WARNING: swarmd is alpha software. It has not yet been extensively tested at scale or hardened for production environments.

Overview

swarmd is a multi-tenant runtime for running background Agents in a safe and secure manner. Agents are defined in YAML and run as goroutines in a multi-tenant server with a virtual shell and custom tools. swarmd is not a generic sandbox for running existing agent harnesses. It is a stand-alone agent harness designed from the ground up with sandboxing in mind.

version: 1
agent_id: hello-heartbeat
name: Hello Heartbeat
model:
  name: gpt-5
prompt: |
  Use `server_log` to write exactly one info log entry, then finish with a short confirmation.
tools:
  - server_log
schedules:
  - id: every-minute
    cron: "* * * * *"
    timezone: UTC

pkg/agent can also be used directly from Go applications to embed sandboxed agents inside your own application without the full swarmd server. See examples/embedding for small end-to-end embedding examples.
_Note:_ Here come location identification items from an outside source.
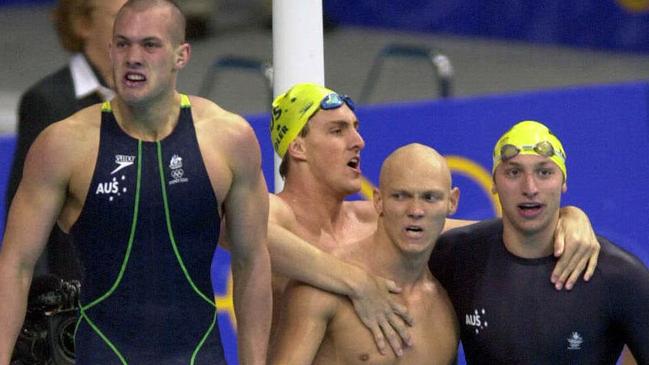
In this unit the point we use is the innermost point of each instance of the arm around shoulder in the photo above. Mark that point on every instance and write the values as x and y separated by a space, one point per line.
246 213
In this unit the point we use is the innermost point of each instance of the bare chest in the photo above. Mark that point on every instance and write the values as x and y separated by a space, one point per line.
347 341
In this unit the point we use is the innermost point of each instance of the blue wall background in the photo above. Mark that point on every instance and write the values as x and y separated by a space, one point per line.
611 24
606 24
605 130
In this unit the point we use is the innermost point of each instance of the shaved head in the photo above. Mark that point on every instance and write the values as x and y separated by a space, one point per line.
177 22
417 161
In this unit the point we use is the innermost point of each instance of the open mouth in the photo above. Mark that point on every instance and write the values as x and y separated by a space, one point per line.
414 229
354 163
133 78
529 209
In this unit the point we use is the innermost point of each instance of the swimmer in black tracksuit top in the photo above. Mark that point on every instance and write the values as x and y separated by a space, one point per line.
145 184
495 273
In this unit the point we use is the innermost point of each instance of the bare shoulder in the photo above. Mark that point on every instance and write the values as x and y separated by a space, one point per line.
70 137
210 118
280 212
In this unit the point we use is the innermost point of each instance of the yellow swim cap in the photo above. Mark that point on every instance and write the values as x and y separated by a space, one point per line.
293 109
529 138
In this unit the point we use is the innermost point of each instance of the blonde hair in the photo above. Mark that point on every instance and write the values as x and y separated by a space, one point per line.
64 17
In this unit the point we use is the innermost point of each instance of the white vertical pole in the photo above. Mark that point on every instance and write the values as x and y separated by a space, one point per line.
298 49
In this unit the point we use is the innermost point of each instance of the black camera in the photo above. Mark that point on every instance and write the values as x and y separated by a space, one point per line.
47 336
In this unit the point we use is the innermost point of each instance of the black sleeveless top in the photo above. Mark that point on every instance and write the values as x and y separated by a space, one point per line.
146 237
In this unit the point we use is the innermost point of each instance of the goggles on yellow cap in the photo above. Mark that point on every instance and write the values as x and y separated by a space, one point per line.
529 138
293 109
swarmd does not rely on any operating system sandboxing primitives. It will run anywhere you can run a Go application, and it works exactly the same in all environments.
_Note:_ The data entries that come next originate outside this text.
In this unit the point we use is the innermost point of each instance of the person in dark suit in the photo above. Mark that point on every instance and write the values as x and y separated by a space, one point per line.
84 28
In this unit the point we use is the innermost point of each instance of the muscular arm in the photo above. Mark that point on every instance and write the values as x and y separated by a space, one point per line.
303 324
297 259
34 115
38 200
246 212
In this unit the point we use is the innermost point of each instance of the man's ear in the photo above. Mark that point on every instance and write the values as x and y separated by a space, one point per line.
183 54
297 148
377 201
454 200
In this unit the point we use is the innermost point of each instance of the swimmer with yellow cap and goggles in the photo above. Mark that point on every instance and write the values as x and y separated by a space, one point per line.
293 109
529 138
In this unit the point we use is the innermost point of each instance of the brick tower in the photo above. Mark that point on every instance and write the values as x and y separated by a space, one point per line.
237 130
swarmd Agents have zero direct access to the host operating system: filesystem operations go through a filesystem interface that limits access to a specific subdirectory (or fake in-memory filesystem), and network access goes through a network interface with a custom dialer plus a managed HTTP layer for host-owned header injection.

All Agents have access to the same built-in tools:

  • apply_patch: apply a structured patch to local files
  • describe_image: describe an image through the active provider's native vision API using a sandbox file path, inline base64, or a public image URL
  • grep_files: search local files with a regular expression and return matching paths
  • http_request: make direct HTTP requests for API-style interactions
  • list_dir: list entries in a local directory with bounded output
  • read_file: read a local file with numbered, bounded output
  • read_web_page: fetch a web page and convert it to markdown or text
  • run_shell: run one sandboxed shell command when no structured tool fits
  • web_search: search the public web through the runtime-owned search backend

Additional custom tools can also be compiled into the server, but Agents only receive them on an allow-list basis: the tool must be present in the server binary and explicitly listed under the Agent's tools: field. See Custom Tool Catalog for the currently available custom tools, or Adding Custom Tools to write your own.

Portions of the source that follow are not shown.